Trim, athletic and recently retired, Dave Simon enjoyed playing tennis and was working hard to take his game to a new level. During a match, as he lunged to return a ball, he collapsed onto the court; though he tried to get up, he could not move his right arm or leg, and he couldn't speak to answer his tennis partner's questions. Just as he was struggling to find his voice, the door to the examining room snapped open and his doctor's voice greeted him, shaking Simon out of his daydream of being stricken by a stroke. When the doctor asked Simon about his decision to begin drug therapy for atrial fibrillation, the patient—vacillating between his terror of a stroke and the adverse side effects of such drugs on a good friend—simply replied that he had not yet decided to commence treatment.
In Your Medical Mind, a compelling study of the ways we make our decisions about personal health care, Dr. Jerome Groopman and Dr. Pamela Hartzband show that Simon is hardly alone in his ambivalence in seeking a course of treatment whose benefits must be balanced against its drawbacks. Drawing on interviews with a range of patients who have had to make decisions regarding cancer, heart disease and the end of life, the two doctors provide a useful chart of the approaches that individuals take to medical decision-making.
Some patients are maximalists who believe that they are making the best medical choices for themselves by embracing the full range of recommendations—tests, drug therapies, surgery—their physicians make in order to preserve health. Others are minimalists who often avoid treatment, try to use the fewest medications and the lowest dosages of those drugs, and select conservative procedures. Then there are believers who approach each situation with the optimism that there will be a successful solution; doubters approach treatment with profound skepticism and are often unwilling to take risks when the adverse consequences might outweigh the benefits of a procedure or therapy. While believers are most often maximalists and doubters most often minimalists, the authors point out that there are always exceptions to this characterization. Some patients have an orientation toward naturalism and seek out natural remedies or homeopathic treatments and even then partake of those quite sparingly.

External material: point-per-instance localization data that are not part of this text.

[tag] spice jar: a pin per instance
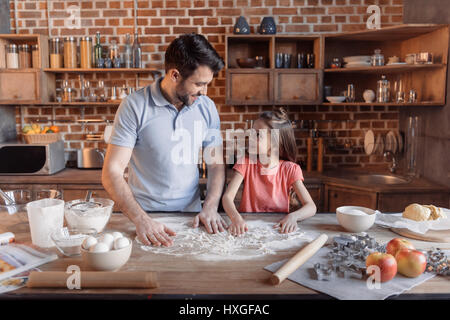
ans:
(86, 52)
(56, 53)
(24, 56)
(12, 56)
(70, 53)
(67, 97)
(35, 55)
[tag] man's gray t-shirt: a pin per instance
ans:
(163, 169)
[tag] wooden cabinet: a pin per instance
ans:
(269, 85)
(339, 196)
(30, 85)
(429, 80)
(388, 201)
(250, 87)
(298, 87)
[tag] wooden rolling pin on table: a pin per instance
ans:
(298, 259)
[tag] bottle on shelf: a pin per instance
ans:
(137, 52)
(128, 53)
(98, 55)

With the advent of medical sites and patient blogs on the Internet, television and radio commercials about the promising benefits and the chilling side effects of drugs, conflicting advice from personal doctors and specialists, and the promise of natural remedies and therapies, patients now have more difficulty than ever before in making decisions about how to proceed after a difficult diagnosis or which procedures or treatments might be best for them in a certain situation. Groopman and Hartzband masterfully help us all navigate these choppy medical waters.